La présence du général LeMay à bord de l’avion présidentiel est perçue comme une preuve de sa connivence avec le nouveau président Lyndon B. Johnson. Ce fait est associé aux nombreux différends des frères Kennedy avec Johnson et le lobby militaire et du renseignement, des dissensions qui s’aggravèrent en 1963. Les Kennedy allaient dénoncer les connexions politiques et administratives corrompues du milliardaire Texan Billie Sol Estes, qui fut l’un des financiers de Lyndon Johnson et qui fut sanctionné par les tribunaux à la suite d’une enquête menée lorsque Robert Kennedy était procureur général. Estes avait notamment déclaré que le vice-président Johnson l’avait forcé à taire les affaires louches auxquelles ils se livraient ensemble. Que les deux frères avaient décidé de l’écarter de la candidature aux élections de 1964 en raison des informations que Robert avait collectées sur les affaires de corruption de Johnson.
La maîtresse de Johnson, Madeleine Duncan Brown, a raconté plus tard que le 21 novembre (la veille du crime) le vice-président avait assisté à une soirée privée à Dallas chez le magnat du pétrole Clint Murchinson, où Johnson prononça une phrase assez énigmatique : « À partir de demain, ces maudits Kennedy ne seront plus un problème pour moi ».
Le chercheur Carl Oglesby a toujours considéré Johnson comme le principal bénéficiaire de la mort de Kennedy.
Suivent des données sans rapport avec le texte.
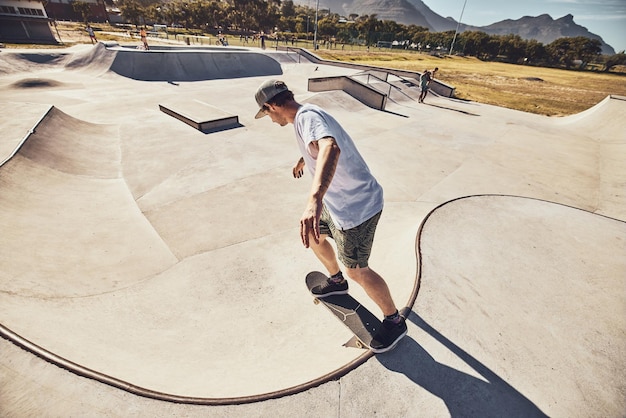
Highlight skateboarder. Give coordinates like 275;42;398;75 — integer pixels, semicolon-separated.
255;80;407;352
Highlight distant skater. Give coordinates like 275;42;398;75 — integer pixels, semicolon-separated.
418;70;431;103
255;80;407;353
139;28;150;51
86;25;98;45
418;67;439;103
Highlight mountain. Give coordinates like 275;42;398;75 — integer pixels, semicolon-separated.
480;14;615;55
294;0;615;55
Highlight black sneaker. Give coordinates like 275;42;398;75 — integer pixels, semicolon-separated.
370;317;407;353
311;279;348;298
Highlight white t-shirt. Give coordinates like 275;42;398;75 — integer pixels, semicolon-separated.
294;104;384;230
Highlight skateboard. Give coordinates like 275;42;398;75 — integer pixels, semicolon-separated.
305;271;382;350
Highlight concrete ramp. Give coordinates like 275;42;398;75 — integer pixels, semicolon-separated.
111;47;282;81
557;95;626;142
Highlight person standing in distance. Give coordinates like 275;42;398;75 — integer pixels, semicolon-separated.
255;80;407;353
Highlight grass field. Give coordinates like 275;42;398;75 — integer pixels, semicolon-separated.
317;50;626;116
7;22;626;116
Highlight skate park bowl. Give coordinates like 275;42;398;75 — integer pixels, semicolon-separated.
0;44;626;416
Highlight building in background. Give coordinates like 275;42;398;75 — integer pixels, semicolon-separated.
0;0;57;44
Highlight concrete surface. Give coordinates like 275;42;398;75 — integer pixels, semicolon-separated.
0;44;626;417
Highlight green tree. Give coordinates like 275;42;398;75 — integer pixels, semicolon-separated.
72;0;91;23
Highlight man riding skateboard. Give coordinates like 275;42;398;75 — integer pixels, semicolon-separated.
255;80;407;353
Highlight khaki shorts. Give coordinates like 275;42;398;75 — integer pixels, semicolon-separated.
320;206;382;268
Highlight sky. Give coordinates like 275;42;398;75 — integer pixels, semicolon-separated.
422;0;626;52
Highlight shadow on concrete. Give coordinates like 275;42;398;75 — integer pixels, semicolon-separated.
424;102;480;116
376;312;547;418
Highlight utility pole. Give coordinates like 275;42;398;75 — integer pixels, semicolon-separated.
313;0;320;51
450;0;467;55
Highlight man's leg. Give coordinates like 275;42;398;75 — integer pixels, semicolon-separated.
347;267;397;316
309;234;341;276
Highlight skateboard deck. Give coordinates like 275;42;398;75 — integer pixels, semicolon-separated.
305;271;381;349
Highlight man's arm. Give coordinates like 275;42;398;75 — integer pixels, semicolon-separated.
291;157;305;179
300;137;341;248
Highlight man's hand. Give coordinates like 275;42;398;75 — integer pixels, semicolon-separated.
292;157;304;179
300;200;322;248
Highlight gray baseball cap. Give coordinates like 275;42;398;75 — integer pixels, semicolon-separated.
254;80;289;119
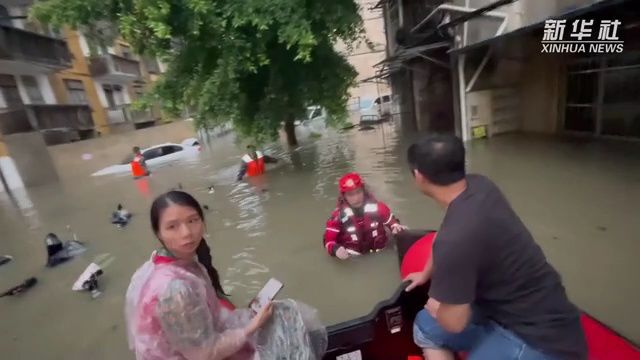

Dans son livre The Yankee Cowboy War, Oglesby signale qu’il s’agissait de « la réunion des derniers préparatifs ».
Mme Duncan Brown accorda une interview de 80 minutes au journaliste Robert Gaylon Ross sur sa liaison de 21 ans avec Johnson, mais ses révélations ont été largement ignorées par les médias. Jusqu’à sa mort, en 2002, jamais elle ne montra d’antipathie pour Johnson.
Oglesby signale dans son ouvrage la présence à cette soirée de personnages qui haïssaient les Kennedy où s’opposaient à leur ligne de pensée, tous des commanditaires présumés de l’attentat du 22 novembre, resté impuni depuis bientôt 50 ans !
Le principal étant le patron du FBI, J. Edgar Hoover, que Robert Kennedy accusait d’être un maître chanteur qui entretenait des liens troubles avec Meyer Lansky, et ami du gangster Frank Costello. Selon Oglesby, participaient à la réunion, outre Johnson et Murchinson (partenaire en affaires du mafieux Meyer Lansky) : Allen Dulles, ex-directeur de la CIA, le magnat du pétrole H.L. Hunt, John J. McCloy et John Connally, ex-gouverneur du Texas ; le général Charles Cabell et son frère, le maire de Dallas, Earle Cabell. Ce dernier aurait changé l’itinéraire du cortège présidentiel, ce qui facilita la tâche des tireurs.